Another thing I wanted to mention, North Koreans have a fair reason to dislike the US. I mean the Korea War and US bombing campaigns did in fact devastate the north, there is officially still a war going on (including occasional skirmishes), and North Korea is still under crippling sanctions. One reason why the propaganda of the Kims still works...is there a little bit of truth to it.

Ardennes
May 12, 2002

Tacky-rear end Rococco posted:

I mean, if they want to dislike us, they can, and that's clearly what they've chosen. I think the example of Vietnam demonstrates that, if they had preferred, they could have had friendship over enmity. Even our insane grudge against Cuba has been slowly fading. But Kim Il-Sung clung to delusions of reuniting Korea under his rule until he died, and subsequent Kim dynasts have deliberately stoked hostility between our nations for their internal political benefit.

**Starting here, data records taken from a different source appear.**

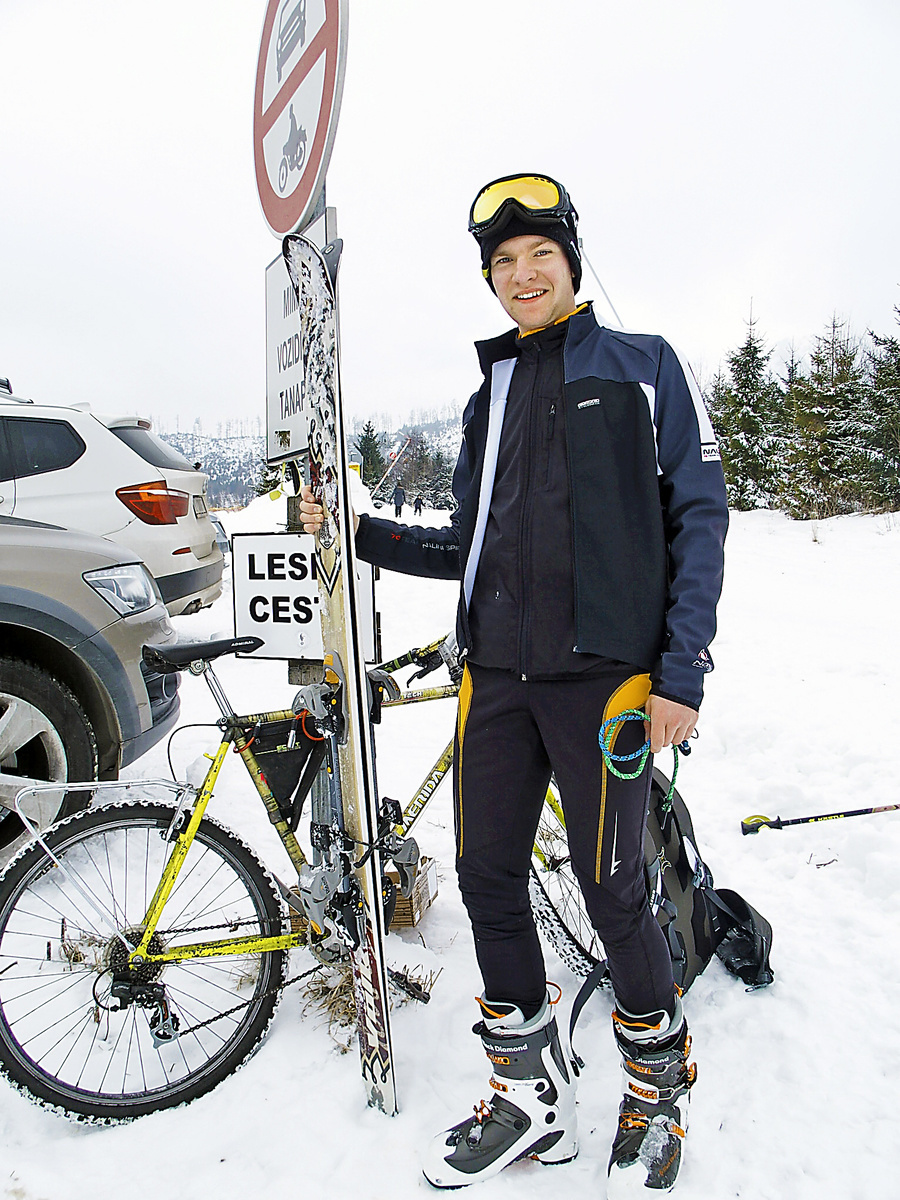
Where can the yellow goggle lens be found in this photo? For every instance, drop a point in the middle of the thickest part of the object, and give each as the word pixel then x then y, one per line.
pixel 531 191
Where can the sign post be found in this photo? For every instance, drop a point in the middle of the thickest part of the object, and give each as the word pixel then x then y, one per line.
pixel 295 108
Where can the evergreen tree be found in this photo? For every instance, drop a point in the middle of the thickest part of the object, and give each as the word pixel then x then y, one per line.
pixel 828 466
pixel 749 419
pixel 370 447
pixel 883 421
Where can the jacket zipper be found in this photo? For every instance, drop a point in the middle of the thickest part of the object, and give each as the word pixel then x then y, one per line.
pixel 525 555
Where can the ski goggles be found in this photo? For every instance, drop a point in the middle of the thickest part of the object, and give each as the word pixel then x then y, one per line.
pixel 537 197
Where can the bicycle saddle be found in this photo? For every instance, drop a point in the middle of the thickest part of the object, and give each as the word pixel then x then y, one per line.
pixel 166 659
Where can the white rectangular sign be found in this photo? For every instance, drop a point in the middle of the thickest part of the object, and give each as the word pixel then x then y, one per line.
pixel 276 595
pixel 285 402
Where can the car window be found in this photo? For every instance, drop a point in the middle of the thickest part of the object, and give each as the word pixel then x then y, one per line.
pixel 153 449
pixel 6 471
pixel 39 447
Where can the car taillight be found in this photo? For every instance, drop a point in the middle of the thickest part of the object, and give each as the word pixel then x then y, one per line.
pixel 155 503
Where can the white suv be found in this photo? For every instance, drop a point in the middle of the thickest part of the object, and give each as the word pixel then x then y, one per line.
pixel 114 478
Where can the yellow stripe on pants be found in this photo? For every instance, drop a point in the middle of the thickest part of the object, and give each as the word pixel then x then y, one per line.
pixel 631 694
pixel 462 715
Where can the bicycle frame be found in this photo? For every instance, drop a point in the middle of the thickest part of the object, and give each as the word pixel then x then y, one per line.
pixel 234 737
pixel 235 729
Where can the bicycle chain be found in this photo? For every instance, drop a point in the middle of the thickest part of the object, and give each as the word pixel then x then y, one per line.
pixel 270 991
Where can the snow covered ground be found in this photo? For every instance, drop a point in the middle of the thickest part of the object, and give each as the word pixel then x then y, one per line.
pixel 795 1096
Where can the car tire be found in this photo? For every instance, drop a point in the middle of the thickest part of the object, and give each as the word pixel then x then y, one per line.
pixel 45 735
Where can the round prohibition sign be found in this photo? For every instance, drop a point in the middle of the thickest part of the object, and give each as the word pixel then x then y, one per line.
pixel 297 105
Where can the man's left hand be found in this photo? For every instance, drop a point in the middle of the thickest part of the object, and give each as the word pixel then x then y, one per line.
pixel 670 723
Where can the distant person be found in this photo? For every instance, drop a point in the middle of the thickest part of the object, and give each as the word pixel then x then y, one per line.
pixel 588 541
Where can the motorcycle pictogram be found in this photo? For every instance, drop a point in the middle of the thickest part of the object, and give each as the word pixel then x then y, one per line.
pixel 294 151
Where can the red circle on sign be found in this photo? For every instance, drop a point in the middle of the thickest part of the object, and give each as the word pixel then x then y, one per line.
pixel 283 33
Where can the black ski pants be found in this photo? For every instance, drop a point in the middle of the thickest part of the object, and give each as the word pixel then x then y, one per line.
pixel 511 735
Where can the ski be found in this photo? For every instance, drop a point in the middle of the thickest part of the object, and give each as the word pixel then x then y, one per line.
pixel 345 881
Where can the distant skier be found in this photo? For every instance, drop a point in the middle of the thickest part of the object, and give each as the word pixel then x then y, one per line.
pixel 588 469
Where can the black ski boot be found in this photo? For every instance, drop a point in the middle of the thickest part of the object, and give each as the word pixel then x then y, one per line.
pixel 653 1115
pixel 531 1113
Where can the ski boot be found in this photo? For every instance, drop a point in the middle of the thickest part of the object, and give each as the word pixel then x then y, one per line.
pixel 653 1115
pixel 532 1111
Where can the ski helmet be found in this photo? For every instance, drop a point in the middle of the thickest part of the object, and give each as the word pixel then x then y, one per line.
pixel 525 204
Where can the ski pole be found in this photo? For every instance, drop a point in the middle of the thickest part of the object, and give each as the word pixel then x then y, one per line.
pixel 753 825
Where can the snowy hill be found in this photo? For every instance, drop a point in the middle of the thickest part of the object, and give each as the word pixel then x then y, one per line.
pixel 795 1081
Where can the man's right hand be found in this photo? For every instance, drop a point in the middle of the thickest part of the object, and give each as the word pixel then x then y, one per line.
pixel 312 515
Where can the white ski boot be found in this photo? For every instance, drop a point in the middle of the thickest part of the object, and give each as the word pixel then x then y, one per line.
pixel 532 1111
pixel 653 1115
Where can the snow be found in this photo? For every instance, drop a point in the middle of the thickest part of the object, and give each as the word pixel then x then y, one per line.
pixel 795 1081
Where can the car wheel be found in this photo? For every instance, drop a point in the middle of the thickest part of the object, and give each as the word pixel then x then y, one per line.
pixel 45 737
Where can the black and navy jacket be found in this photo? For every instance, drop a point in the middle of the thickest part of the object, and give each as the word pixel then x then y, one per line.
pixel 646 498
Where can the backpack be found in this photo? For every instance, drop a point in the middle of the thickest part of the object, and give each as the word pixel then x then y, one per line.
pixel 697 919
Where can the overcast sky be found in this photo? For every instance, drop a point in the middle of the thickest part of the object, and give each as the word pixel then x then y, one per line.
pixel 720 154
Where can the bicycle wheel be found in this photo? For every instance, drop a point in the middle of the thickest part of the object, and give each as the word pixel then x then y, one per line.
pixel 556 897
pixel 61 1038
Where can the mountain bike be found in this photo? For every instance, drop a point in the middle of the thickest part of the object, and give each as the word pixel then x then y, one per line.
pixel 143 945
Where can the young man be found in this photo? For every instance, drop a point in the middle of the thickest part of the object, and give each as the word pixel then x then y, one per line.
pixel 588 543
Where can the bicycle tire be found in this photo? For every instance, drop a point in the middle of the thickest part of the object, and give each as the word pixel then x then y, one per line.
pixel 556 898
pixel 60 1041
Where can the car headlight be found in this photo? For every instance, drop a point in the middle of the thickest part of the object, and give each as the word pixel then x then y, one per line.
pixel 129 589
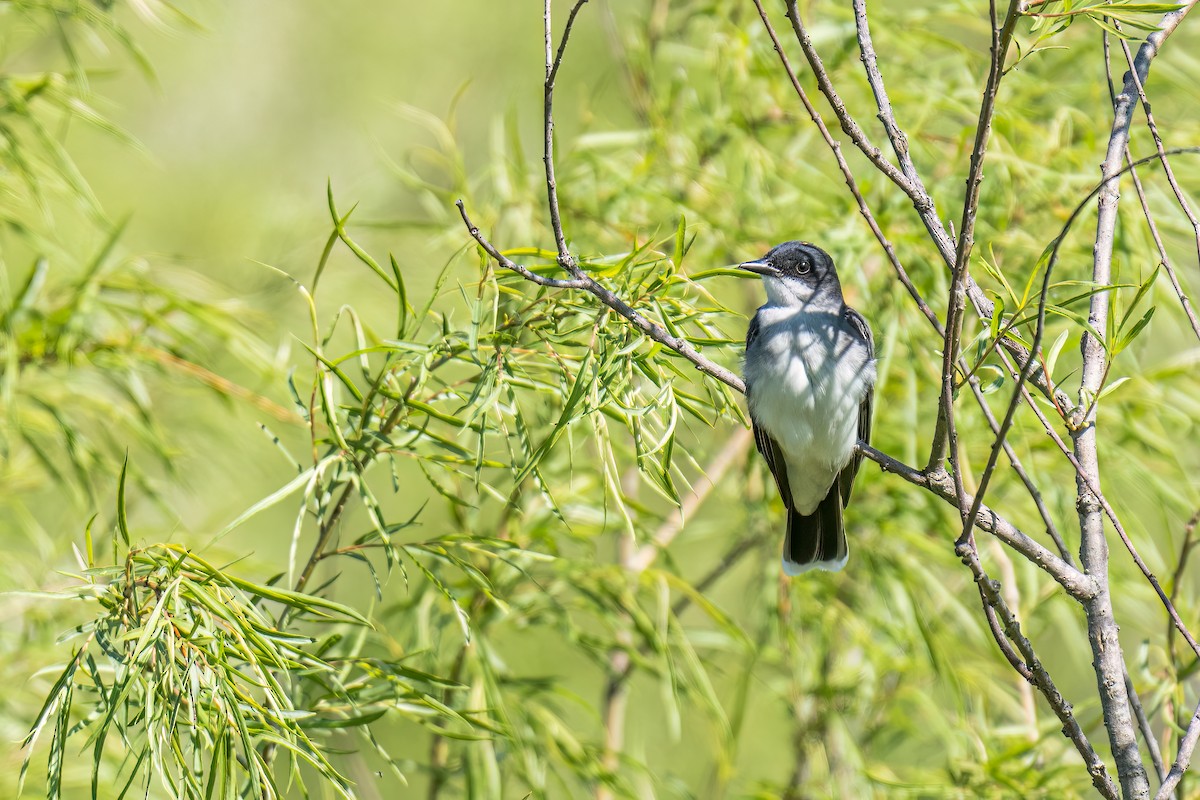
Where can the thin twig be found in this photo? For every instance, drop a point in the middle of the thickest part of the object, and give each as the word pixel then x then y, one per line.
pixel 1077 584
pixel 911 185
pixel 989 590
pixel 552 62
pixel 714 473
pixel 863 209
pixel 1093 551
pixel 1175 187
pixel 943 435
pixel 613 301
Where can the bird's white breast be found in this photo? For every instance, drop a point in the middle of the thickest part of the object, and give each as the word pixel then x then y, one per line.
pixel 808 377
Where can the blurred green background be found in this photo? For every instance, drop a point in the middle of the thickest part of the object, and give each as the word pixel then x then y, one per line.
pixel 879 681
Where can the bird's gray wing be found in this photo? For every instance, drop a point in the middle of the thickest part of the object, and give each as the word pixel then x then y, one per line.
pixel 762 440
pixel 846 477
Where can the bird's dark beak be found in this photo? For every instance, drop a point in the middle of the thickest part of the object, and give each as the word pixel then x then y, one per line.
pixel 759 268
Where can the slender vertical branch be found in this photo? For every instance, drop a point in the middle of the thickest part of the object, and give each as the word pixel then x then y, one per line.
pixel 851 182
pixel 552 62
pixel 1102 629
pixel 945 434
pixel 1163 258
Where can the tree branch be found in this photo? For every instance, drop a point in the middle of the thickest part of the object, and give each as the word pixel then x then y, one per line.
pixel 1102 627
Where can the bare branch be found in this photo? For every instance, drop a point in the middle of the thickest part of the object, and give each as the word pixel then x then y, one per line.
pixel 1077 584
pixel 1137 76
pixel 943 433
pixel 613 301
pixel 666 533
pixel 863 209
pixel 1179 194
pixel 1102 627
pixel 552 62
pixel 989 590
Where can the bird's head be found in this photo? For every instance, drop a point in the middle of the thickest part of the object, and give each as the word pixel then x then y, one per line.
pixel 797 272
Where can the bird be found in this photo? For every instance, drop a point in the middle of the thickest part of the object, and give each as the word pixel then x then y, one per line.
pixel 810 385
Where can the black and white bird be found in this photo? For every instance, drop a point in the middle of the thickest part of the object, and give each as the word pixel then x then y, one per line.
pixel 810 382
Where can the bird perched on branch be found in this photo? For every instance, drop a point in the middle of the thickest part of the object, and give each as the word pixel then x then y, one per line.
pixel 810 382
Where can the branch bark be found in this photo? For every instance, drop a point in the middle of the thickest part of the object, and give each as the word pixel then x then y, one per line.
pixel 1108 660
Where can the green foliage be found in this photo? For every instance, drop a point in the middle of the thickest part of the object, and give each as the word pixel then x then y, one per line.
pixel 490 473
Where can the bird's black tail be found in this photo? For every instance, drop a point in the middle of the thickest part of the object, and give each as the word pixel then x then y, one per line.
pixel 816 541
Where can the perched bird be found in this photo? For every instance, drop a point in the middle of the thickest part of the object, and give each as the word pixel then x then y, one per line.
pixel 810 380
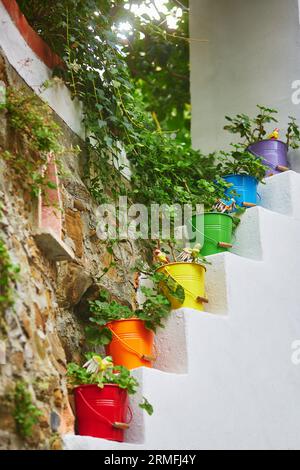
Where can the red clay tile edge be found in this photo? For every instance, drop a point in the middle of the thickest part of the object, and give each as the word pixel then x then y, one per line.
pixel 34 41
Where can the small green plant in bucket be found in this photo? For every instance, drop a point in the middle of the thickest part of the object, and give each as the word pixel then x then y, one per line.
pixel 241 162
pixel 101 371
pixel 101 393
pixel 154 313
pixel 242 171
pixel 260 142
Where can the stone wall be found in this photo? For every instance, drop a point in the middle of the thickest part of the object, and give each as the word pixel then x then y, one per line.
pixel 45 328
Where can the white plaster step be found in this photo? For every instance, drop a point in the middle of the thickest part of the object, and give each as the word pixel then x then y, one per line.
pixel 281 193
pixel 263 232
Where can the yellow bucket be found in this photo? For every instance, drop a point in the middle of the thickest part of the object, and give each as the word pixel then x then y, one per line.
pixel 191 277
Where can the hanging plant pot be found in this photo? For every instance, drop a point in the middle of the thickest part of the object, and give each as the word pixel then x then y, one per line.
pixel 273 154
pixel 217 235
pixel 102 412
pixel 132 344
pixel 191 277
pixel 245 188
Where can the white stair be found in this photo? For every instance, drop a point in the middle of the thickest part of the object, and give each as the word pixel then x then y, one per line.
pixel 236 386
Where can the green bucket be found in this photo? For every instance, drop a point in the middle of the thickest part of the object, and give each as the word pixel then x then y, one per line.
pixel 218 229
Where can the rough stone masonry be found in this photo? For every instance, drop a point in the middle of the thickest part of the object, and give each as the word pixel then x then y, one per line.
pixel 45 328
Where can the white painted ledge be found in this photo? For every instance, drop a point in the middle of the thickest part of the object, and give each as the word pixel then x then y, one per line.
pixel 34 72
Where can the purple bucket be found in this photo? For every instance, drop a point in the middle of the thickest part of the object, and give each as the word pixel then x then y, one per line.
pixel 273 154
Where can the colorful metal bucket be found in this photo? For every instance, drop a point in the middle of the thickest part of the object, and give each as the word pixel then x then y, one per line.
pixel 273 154
pixel 132 344
pixel 101 412
pixel 191 277
pixel 217 236
pixel 243 190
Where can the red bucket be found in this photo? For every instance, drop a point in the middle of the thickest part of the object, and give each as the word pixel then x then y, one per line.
pixel 102 412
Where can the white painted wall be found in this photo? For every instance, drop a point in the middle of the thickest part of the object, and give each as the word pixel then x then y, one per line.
pixel 34 72
pixel 252 57
pixel 241 388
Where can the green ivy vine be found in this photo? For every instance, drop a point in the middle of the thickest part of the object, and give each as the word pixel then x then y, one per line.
pixel 119 109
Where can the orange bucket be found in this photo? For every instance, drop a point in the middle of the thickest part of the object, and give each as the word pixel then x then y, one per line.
pixel 132 344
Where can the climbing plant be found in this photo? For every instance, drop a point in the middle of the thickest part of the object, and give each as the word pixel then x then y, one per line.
pixel 121 104
pixel 26 414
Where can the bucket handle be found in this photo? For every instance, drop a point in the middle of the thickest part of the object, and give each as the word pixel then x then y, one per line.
pixel 116 425
pixel 144 357
pixel 270 165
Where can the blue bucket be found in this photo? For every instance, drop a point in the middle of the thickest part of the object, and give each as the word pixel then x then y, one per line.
pixel 245 188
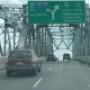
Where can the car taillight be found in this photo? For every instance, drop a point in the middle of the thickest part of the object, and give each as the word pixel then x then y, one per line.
pixel 10 61
pixel 30 61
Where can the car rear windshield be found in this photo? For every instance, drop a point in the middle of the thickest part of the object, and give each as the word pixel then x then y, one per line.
pixel 20 53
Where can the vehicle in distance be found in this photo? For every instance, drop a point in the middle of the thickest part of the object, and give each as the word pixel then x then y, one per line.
pixel 66 56
pixel 22 61
pixel 51 57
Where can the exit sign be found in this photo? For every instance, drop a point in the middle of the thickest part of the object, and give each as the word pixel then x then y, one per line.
pixel 56 12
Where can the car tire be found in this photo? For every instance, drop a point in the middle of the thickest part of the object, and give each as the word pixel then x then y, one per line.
pixel 8 73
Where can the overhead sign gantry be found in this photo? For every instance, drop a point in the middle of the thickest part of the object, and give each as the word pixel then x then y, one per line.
pixel 56 12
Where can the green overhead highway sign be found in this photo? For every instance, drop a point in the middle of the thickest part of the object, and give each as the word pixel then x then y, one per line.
pixel 56 12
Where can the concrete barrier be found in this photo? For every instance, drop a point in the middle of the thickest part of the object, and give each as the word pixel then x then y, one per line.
pixel 2 62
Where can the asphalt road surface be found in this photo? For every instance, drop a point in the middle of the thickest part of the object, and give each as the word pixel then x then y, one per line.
pixel 54 76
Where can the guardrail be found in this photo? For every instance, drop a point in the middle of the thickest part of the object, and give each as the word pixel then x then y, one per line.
pixel 84 59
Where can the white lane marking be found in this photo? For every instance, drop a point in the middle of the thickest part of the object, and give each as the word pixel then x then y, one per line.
pixel 50 69
pixel 37 83
pixel 89 85
pixel 2 71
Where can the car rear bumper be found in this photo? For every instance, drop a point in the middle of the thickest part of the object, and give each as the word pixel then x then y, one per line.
pixel 20 67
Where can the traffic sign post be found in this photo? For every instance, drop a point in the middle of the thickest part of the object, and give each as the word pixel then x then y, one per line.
pixel 56 12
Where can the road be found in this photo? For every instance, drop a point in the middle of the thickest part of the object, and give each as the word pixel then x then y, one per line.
pixel 54 76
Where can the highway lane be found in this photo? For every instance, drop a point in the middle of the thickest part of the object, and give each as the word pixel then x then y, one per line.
pixel 62 76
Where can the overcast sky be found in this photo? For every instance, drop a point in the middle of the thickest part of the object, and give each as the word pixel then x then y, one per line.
pixel 23 1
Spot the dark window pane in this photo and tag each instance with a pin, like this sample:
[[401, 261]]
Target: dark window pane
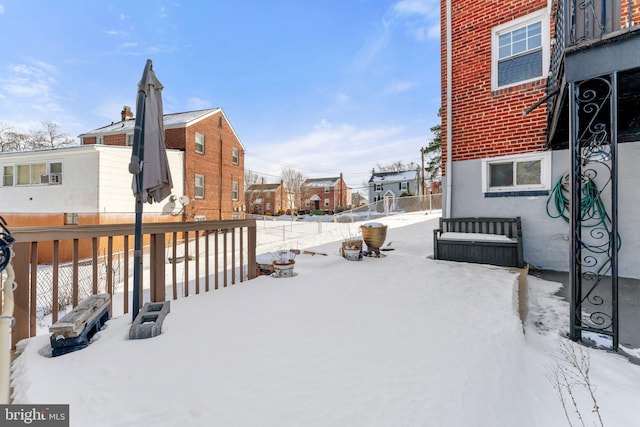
[[520, 68], [528, 172], [501, 175]]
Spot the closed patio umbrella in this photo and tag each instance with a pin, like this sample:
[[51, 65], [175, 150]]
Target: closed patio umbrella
[[149, 164]]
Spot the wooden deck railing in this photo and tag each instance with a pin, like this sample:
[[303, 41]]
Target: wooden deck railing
[[214, 253]]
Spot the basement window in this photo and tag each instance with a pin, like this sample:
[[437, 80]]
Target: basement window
[[199, 186], [235, 190], [518, 175], [199, 143]]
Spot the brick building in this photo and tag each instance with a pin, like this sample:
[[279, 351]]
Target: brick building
[[328, 194], [271, 199], [213, 159], [509, 72]]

In all honesty, I don't think China would let them even if that was ever a possibility. Also the "turn" with Vietnam came after Vietnam had their own war with China and thus a reason to mend fences with the US. Also, the Vietnam War actually ended in a definitive victory, while Korea remains as divided as it was during the 1950s.

Also I think Cuba was always more one-sided in that the Cubans really didn't want the embargo in the first place and probably would have always had preferred a better relationship with the US...just as long as they could retain their independence. It isn't we wouldn't let them.

It is clear the Kims use the situation for their own internal legitimacy, but at the same thing, we still haven't given up our part to play as well. In a sense, everyone is happy with the status quo: the Kims get to sit on the throne, China retains their puppet, and the US had a rogue nation to shake its fist at.

Ardennes
May 12, 2002

Nucken Futz posted:

Oh Boy .
I poke my nose in here and the first thing I notice is this nugget from the apologist Ardennes


Take a wild guess as to who started that war.
C'mon, you can do it!!!

Even a bonehead apologist can't ignore the facts as they happened.
Can he?

Actually I don't think who started the war really matters at this point, especially since it got dragged into a stalemate and both sides suffered terribly from it. It is 50 years later, both sides are armed to the teeth and nothing has really been resolved and yes, the situation was already primed for a conflict back in the late 1940s. Also, I think North Korea is another case where severe economic sanctions if anything emboldens the regime especially since they can shift blame to outside actors.

Ultimately, if really want to corner North Korea, the pressure needs to be first put on China. China has more of less control over North Korea's trade, and therefore has the ability to mold the regime to their purposes.

I think your posts speaks to exactly how politicized talking about North Korea is. I have repeatedly said North Korea is a brutal totalitarian regime....but that can't be enough. My narrative has to match your exactly match your narrative.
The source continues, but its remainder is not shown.